Ourbit
Bounty Range
$30 - $20,000
external program
Trade Bitcoin (BTC), Ethereum (ETH), Altcoins, Memecoins, NFTs, DeFi, GameFi & Metaverse tokens securely on Ourbit. Fast transactions & best liquidity.
Policy
Reports(65)
Ourbit Global
Founded in 2024, Ourbit Global, with its high performance and mega transaction matching technology, is recognized as a secure and reliable exchange. The team at Ourbit Global are some of the first movers and pioneers of financial and blockchain technology.
Platform | Target |
Android: Play Store | ourbit Google Play |
Android: Official Website | Official Website |
iOS: App Store | ourbit Apple Store |
Web: Domain | *.ourbit.com |
Our core business domains are "www.ourbit.com" and "futures.ourbit.com". The rewards stated on Bugrap apply only to reports related to these core business domains. For vulnerabilities found outside these domains, rewards will be evaluated and determined by our review team.
Rewards will be provided according to the rules of this bug bounty program.
At the discretion of Ourbit, quality, creativity, or novelty of submissions may modify payouts within a given range.
In case of multiple reports about the same issue, the earliest valid submission will be rewarded.
Vulnerabilities will be scored by actual vulnerability impact value as well as CVSS 3.1.
Severity | Description | Reward |
Critical | Critical severity vulnerabilities will have a significant impact on the security of the project, and it is strongly recommended to fix the critical vulnerabilities. | 5,000 ~ 20,000 USDC |
High | High severity vulnerabilities will affect the normal operation of the project. It is strongly recommended to fix high-risk vulnerabilities. | 2,000 ~ 5,000 USDC |
Medium | Medium severity vulnerability will affect the operation of the project. It is recommended to fix medium-risk vulnerabilities. | 200 ~ 1,000 USDC |
Low | Low severity vulnerabilities may affect the operation of the project in certain scenarios. It is suggested that the project team should evaluate and consider whether these vulnerabilities need to be fixed. | 30 ~ 200 USDC |
Vulnerabilities that compromise confidentiality, integrity, or availability of production resources, leading to full system compromise or leakage of highly sensitive data.
Examples include:
Bulk access to sensitive user information and control of user privileges.
Control of critical servers.
Obtaining core system privileges (e.g., RCE, code execution, webshell upload).
Serious logic flaws (e.g., arbitrary account fund consumption, batch password reset, arbitrary login).
Authentication flaws leading to arbitrary account compromise.
Smart contract overflows and race conditions.
Vulnerabilities that compromise production resources or expose sensitive data with limited difficulty.
Examples include:
Serious logic flaws (e.g., bulk sending of forged messages).
Unauthorized access to sensitive data (e.g., backend access via bypass, SSRF, weak passwords).

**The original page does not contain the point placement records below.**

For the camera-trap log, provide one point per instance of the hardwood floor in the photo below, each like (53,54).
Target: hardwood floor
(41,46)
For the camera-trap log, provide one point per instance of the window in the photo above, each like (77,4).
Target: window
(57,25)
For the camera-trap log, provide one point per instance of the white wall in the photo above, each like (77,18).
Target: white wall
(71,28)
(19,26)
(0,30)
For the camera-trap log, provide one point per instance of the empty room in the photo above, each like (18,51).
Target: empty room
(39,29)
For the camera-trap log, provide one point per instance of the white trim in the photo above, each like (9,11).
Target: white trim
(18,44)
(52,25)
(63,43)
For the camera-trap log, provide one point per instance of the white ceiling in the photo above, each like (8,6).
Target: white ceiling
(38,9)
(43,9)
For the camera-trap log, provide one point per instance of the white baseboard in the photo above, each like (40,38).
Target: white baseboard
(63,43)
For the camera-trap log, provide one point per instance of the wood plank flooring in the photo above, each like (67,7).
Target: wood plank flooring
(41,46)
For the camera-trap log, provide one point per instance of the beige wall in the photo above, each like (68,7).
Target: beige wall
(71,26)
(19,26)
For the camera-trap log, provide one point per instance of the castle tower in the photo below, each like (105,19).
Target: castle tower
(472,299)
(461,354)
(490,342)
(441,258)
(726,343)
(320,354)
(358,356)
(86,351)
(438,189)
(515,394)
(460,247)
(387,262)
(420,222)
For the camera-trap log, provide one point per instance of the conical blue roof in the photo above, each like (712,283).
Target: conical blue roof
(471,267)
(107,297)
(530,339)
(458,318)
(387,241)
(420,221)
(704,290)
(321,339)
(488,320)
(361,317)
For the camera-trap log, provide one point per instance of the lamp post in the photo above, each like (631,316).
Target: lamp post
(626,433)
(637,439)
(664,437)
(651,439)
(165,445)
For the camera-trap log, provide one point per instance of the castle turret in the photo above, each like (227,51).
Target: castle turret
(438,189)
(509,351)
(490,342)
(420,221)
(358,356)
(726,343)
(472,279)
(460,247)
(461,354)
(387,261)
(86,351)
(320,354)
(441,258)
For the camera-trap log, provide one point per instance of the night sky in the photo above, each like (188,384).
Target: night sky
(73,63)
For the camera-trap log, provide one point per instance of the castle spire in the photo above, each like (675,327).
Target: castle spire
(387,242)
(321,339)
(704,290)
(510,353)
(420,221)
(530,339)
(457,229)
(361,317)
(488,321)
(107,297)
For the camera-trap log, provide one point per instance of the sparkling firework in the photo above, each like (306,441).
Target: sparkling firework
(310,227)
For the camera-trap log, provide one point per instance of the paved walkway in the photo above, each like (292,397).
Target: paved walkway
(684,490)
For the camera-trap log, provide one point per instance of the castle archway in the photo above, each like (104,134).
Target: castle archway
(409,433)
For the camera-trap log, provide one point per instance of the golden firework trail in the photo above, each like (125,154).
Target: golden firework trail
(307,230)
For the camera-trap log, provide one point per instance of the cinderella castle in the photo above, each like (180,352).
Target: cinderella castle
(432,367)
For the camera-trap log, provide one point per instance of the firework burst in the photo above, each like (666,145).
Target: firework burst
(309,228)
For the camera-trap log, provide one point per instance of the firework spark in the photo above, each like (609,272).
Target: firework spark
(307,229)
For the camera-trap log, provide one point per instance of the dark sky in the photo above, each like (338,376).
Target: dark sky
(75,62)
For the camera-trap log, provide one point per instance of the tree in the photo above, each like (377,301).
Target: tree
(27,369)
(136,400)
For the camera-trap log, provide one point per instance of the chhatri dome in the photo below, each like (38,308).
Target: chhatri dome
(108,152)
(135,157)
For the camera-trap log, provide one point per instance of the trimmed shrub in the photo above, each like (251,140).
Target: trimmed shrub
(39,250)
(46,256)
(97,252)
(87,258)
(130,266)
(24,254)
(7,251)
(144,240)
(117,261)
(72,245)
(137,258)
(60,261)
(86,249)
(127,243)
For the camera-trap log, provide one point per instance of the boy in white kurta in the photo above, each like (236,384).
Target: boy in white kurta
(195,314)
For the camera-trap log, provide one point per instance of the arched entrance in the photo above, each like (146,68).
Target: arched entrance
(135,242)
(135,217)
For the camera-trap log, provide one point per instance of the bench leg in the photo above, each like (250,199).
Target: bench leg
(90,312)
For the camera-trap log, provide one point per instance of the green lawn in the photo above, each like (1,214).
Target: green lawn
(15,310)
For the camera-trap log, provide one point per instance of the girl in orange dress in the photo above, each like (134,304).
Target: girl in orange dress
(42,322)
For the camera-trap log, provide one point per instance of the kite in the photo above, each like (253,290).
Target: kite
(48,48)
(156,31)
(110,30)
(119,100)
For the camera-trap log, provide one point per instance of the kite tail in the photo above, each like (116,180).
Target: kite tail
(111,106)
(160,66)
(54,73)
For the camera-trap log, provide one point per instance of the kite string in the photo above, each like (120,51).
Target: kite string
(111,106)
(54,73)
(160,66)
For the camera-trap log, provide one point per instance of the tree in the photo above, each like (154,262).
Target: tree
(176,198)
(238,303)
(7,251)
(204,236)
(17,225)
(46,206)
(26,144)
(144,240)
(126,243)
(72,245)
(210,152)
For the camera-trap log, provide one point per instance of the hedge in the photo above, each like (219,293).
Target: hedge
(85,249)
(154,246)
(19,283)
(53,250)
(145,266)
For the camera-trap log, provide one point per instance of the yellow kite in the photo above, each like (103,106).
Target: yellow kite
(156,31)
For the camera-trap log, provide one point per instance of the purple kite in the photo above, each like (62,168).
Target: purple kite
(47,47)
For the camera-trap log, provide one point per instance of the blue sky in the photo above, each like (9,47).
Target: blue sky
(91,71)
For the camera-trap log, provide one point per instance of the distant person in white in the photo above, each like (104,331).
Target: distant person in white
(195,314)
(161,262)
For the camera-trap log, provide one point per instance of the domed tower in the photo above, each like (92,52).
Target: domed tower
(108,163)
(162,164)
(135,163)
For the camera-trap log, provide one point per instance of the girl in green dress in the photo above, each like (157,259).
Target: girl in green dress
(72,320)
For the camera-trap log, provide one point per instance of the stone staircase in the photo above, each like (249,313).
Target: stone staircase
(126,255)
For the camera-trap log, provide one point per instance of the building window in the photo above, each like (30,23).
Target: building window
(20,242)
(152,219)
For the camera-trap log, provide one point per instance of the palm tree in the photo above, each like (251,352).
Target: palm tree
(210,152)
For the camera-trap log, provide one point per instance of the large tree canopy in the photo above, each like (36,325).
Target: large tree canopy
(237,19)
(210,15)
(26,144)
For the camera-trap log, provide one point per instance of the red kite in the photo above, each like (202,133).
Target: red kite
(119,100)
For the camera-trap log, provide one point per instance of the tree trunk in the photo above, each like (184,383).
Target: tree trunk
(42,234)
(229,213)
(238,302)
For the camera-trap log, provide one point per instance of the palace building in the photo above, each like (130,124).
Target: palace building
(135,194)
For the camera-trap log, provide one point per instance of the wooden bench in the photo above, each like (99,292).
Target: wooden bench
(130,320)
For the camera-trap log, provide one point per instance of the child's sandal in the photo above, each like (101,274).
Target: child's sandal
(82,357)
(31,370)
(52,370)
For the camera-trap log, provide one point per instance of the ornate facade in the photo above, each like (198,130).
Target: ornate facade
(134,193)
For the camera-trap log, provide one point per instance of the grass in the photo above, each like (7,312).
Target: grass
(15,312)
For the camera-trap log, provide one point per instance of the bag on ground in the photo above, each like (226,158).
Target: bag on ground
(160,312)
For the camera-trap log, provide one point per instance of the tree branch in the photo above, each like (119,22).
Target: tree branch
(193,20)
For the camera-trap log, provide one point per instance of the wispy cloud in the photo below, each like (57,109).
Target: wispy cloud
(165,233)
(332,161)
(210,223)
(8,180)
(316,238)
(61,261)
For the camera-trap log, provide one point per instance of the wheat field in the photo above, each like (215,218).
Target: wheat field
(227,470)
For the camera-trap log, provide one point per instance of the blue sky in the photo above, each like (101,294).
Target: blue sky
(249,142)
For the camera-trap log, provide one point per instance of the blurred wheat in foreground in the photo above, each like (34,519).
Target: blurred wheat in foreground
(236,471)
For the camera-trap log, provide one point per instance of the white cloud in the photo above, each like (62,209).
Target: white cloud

Gaining system-level privileges on general business systems (e.g., RCE, webshell).
Large-scale user impact (e.g., stored XSS with propagation, CSRF on critical operations).
Vulnerabilities that partially compromise confidentiality, integrity, or availability and are harder to exploit.
Examples include:
User-interaction vulnerabilities (e.g., stored XSS, reflected XSS, CSRF on critical actions, open redirect).
Common logic flaws (e.g., SMS bomb).
Limited-impact vulnerabilities (e.g., unauthorized profile edits).
Vulnerabilities that pose minimal security impact or are difficult to exploit.
Examples include:
Minor info leaks (e.g., path disclosure, SVN leaks, local SQLi leaking only DB names).
Hard-to-exploit SQL injection.
Self-XSS with propagation potential.
Low-impact CSRF requiring crafted parameters.
Email forgery
Username brute-force registration
Self-XSS or HTML injection
Missing headers (CSP, SRI, CORS, etc.)
CSRF on non-sensitive operations
Android allowBackup=true, local DoS
Middleware version disclosure (e.g., Nginx)
Non-security functional bugs
Physical or social engineering attacks against Ourbit employees
Man-in-the-middle attacks caused by APP certificate pinning
Rewards require reproducible, verifiable issues with clear security impact.
Reports should include clear reproduction steps (screenshots, videos, scripts).
Do not conduct social engineering or phishing.
Do not leak vulnerability details.
Do not run large-scale automated scans.
Tests must remain PoC only – destructive testing is prohibited.
Avoid aggressive payloads (e.g., cookie theft, user data exfiltration). If mistakenly used, remove them immediately.
Report any accidental harm caused during testing.